The Streets Of London – Part Eighty Four

Knightrider Street, EC4V

London is an ever-changing city and testament to that is Knightrider Street. Today it is a rather insignificant alley but in its prime was a major City thoroughfare. In its modern incarnation it runs parallel to Carter Lane to the north and Queen Victoria Street, running from Addle Hill in the west to Peter’s Hill in the east. Formerly, it was much longer, extending further east and, possibly, running into Queen Victoria Street, although this is far from certain, and marked the boundary between a number of City wards. How times have changed.
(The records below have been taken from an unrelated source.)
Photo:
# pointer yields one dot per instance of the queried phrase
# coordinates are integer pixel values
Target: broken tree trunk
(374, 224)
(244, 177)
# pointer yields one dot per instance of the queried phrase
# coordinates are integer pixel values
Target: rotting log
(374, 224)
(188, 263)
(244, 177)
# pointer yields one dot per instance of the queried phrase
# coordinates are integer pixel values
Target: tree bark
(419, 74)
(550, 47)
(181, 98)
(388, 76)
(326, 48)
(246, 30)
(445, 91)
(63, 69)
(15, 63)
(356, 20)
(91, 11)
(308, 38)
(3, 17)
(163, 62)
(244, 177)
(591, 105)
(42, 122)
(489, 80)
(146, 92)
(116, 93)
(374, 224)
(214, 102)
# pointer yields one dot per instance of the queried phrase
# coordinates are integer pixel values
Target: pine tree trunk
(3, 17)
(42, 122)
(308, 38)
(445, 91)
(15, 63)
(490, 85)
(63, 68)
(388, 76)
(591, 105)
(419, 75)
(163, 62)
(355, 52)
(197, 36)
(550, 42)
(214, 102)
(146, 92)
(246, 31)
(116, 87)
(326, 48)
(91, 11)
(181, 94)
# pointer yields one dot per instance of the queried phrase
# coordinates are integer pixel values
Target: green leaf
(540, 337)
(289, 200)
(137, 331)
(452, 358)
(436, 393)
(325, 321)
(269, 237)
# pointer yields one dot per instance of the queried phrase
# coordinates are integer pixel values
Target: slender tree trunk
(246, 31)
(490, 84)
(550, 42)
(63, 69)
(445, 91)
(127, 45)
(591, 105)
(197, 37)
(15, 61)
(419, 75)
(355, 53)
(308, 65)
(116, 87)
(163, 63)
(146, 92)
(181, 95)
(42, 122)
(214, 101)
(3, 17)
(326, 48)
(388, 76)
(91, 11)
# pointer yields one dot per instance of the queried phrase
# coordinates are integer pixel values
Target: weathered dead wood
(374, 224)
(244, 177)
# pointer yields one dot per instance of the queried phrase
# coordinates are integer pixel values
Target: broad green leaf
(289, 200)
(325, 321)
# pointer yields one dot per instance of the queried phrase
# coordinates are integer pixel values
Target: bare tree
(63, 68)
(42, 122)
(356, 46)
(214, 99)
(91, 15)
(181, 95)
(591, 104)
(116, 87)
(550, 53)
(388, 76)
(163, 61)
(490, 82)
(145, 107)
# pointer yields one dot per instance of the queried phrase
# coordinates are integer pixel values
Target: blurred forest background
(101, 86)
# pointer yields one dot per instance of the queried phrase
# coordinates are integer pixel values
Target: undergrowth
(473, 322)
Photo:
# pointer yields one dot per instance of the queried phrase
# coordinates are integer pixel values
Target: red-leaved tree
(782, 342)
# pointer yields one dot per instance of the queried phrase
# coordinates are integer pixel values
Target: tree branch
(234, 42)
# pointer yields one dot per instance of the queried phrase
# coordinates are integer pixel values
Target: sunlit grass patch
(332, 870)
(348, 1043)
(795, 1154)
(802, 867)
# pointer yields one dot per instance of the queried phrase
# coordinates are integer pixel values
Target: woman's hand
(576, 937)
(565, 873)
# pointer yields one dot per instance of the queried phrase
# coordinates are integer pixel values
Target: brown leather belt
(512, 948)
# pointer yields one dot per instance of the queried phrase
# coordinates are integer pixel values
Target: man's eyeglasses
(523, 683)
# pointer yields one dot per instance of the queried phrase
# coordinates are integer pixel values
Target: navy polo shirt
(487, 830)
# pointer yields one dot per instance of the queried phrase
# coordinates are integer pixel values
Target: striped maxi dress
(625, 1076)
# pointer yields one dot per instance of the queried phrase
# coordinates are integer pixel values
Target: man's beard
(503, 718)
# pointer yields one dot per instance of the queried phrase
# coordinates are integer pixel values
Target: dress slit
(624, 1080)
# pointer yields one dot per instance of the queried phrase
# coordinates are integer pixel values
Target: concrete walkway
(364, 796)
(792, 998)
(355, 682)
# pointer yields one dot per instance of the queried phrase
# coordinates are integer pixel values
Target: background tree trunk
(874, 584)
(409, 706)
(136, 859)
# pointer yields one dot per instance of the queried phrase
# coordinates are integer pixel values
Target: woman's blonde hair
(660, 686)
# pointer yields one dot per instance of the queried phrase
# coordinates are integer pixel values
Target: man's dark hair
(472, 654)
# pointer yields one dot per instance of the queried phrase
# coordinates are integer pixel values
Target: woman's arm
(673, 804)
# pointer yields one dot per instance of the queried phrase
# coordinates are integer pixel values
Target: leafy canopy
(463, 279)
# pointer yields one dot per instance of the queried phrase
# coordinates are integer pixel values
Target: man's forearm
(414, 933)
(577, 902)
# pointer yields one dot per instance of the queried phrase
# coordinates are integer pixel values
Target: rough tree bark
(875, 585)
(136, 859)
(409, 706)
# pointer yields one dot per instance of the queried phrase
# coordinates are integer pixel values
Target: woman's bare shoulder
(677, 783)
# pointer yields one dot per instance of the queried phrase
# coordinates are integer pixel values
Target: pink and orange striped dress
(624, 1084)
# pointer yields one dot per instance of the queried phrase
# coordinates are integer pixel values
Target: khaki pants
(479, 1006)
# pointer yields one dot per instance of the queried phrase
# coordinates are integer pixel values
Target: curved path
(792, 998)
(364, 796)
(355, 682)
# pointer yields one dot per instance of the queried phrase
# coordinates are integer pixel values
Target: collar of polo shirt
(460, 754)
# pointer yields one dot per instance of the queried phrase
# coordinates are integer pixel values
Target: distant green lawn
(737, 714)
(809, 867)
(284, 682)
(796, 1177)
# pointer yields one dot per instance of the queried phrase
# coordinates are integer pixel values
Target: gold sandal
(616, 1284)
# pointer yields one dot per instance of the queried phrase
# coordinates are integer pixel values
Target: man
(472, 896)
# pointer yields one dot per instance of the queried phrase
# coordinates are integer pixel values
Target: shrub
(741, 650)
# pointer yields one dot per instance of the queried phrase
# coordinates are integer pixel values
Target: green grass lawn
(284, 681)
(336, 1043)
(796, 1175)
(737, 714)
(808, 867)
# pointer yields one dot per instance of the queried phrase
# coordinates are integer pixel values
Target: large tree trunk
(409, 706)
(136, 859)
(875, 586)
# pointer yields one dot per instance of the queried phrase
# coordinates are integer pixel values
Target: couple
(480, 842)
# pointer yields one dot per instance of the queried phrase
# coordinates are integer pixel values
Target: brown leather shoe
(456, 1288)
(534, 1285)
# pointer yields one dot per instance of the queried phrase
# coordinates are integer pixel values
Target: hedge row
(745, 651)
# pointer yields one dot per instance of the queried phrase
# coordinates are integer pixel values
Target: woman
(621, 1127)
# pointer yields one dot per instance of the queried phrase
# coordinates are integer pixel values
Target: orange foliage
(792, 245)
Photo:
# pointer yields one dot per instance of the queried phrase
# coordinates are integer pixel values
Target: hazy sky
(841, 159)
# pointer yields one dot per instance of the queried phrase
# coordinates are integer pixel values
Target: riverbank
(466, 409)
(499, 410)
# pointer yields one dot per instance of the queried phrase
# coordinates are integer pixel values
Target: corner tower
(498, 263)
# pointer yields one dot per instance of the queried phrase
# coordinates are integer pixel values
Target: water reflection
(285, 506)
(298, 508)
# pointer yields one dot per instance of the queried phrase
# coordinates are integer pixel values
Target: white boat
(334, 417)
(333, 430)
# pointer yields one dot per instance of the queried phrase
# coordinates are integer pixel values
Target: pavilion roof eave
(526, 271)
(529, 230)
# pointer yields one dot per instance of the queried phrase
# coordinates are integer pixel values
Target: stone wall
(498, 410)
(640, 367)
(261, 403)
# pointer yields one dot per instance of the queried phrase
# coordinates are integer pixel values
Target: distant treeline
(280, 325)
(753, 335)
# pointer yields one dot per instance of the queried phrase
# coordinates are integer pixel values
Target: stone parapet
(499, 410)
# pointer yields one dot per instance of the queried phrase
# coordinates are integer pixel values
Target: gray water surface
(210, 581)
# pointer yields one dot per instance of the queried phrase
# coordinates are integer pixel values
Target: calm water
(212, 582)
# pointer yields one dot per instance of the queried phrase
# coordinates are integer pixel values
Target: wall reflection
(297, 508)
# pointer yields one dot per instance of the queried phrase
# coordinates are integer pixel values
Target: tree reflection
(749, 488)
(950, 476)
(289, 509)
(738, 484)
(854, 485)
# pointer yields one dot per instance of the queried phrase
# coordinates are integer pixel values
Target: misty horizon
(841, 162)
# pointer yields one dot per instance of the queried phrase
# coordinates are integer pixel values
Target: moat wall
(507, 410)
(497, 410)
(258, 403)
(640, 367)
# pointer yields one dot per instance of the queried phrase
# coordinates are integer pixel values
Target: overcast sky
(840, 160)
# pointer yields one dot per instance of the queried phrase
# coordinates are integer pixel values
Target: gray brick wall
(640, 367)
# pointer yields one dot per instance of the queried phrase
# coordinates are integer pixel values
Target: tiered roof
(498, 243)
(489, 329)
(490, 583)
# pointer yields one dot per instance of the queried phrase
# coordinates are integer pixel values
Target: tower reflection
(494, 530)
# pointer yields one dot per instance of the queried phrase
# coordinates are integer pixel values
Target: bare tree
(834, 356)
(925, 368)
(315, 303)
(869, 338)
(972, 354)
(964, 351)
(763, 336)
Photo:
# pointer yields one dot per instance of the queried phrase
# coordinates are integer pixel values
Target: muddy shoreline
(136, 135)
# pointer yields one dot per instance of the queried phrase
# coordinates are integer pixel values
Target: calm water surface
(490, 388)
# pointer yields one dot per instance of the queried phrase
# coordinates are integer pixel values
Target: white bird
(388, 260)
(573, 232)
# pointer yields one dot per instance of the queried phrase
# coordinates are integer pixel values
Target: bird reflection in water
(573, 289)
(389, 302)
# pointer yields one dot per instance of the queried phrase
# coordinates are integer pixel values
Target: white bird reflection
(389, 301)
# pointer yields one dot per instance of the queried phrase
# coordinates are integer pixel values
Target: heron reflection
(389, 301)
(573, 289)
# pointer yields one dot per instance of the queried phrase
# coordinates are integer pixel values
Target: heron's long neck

The street first appeared in documents as far back as 1322, where it appeared as Knyghtrdestrete. The inestimable antiquarian, John Stow, gave an explanation of how the name came about, in his 1598 Survey of London. According to Stow, it “was so called (as is supposed) of Knights well armed and mounted at the Tower Royall, ryding from thence through that street, west to Creede Lane, and so out at Ludgate towards Smithfield when they were there to turney, joust or otherwise to shew activities before the king and states of Realme.”

Others doubt the veracity of Stow’s explanation, charming as it is to imagine knights of the realm riding out in all their splendour for a session at the jousting lists. The problem is that knightrider didn’t exist as a word at the time. In Middle English rider was synonymous with a knight and, perhaps, the street was simply called Rider Street with Knight added as a prefix at a later date, when the association between rider and knight was blurred. Who knows?

The middle section of the street was known as Old Fish Street and at least from the 12th century there was a fish market, piscaria, there. This alone suggests that the thoroughfare, irrespective of its name, dated to that period, if not well before.

Visitors to the street will find, if they walk eastwards, crossing Godliman Street, on their left-hand side The Centre Page pub at no 29, previously the Horn Tavern until the name change in 2002. It has a name check in Pepys’ diaries, Samuel noting on April 13th 1663 “and so I called at the wardrobe on my way home and there spoke at the Horn Tavern with Mr Moore a word or two.” Guy Fawkes is also said to have met there, whilst plotting to blow up the Houses of Parliament, suggesting that it was well established before Pepys’ visit.

The pub was badly damaged during the Great Fire but was rebuilt, operating as a fashionable coffee-house, where the Free and Easy under the Rose Society, a form of Freemasons, met from 1758, as well as a tavern. It was here, according to Dickens’ Pickwick Papers, that Winkle, Snodgrass and Tupman sent out for “a bottle or two of very good wine” to sustain their leader during his sojourn in Fleet prison. It was damaged during the blitz but dusted itself down and got back into business. If you visit it these days you will find that there is a corner dedicated to David Hasselhoff, for obvious reasons.

Thomas Linacre lived in the Stone House on the street and it was there that he founded the College of Physicians on September 23rd 1518. Its powers to regulate physicians were extended to cover all of England, not just London, by Act of Parlaiment in 1523. Stow notes that a public lecture in what he termed as Chirugerie was given there every Wednesday and Friday, a custom which was instituted on 6th May 1584.

Stow also noted that from 1570 Doctors of “the Ciuill Law and Arches” kept quarters, known as Doctors’ Commons, and lodged on the street, probably where the BT Faraday building is today. The Commons were destroyed in the Great Fire but rebuilt shortly thereafter, before being demolished in 1867.

Time has not served this street well, methinks.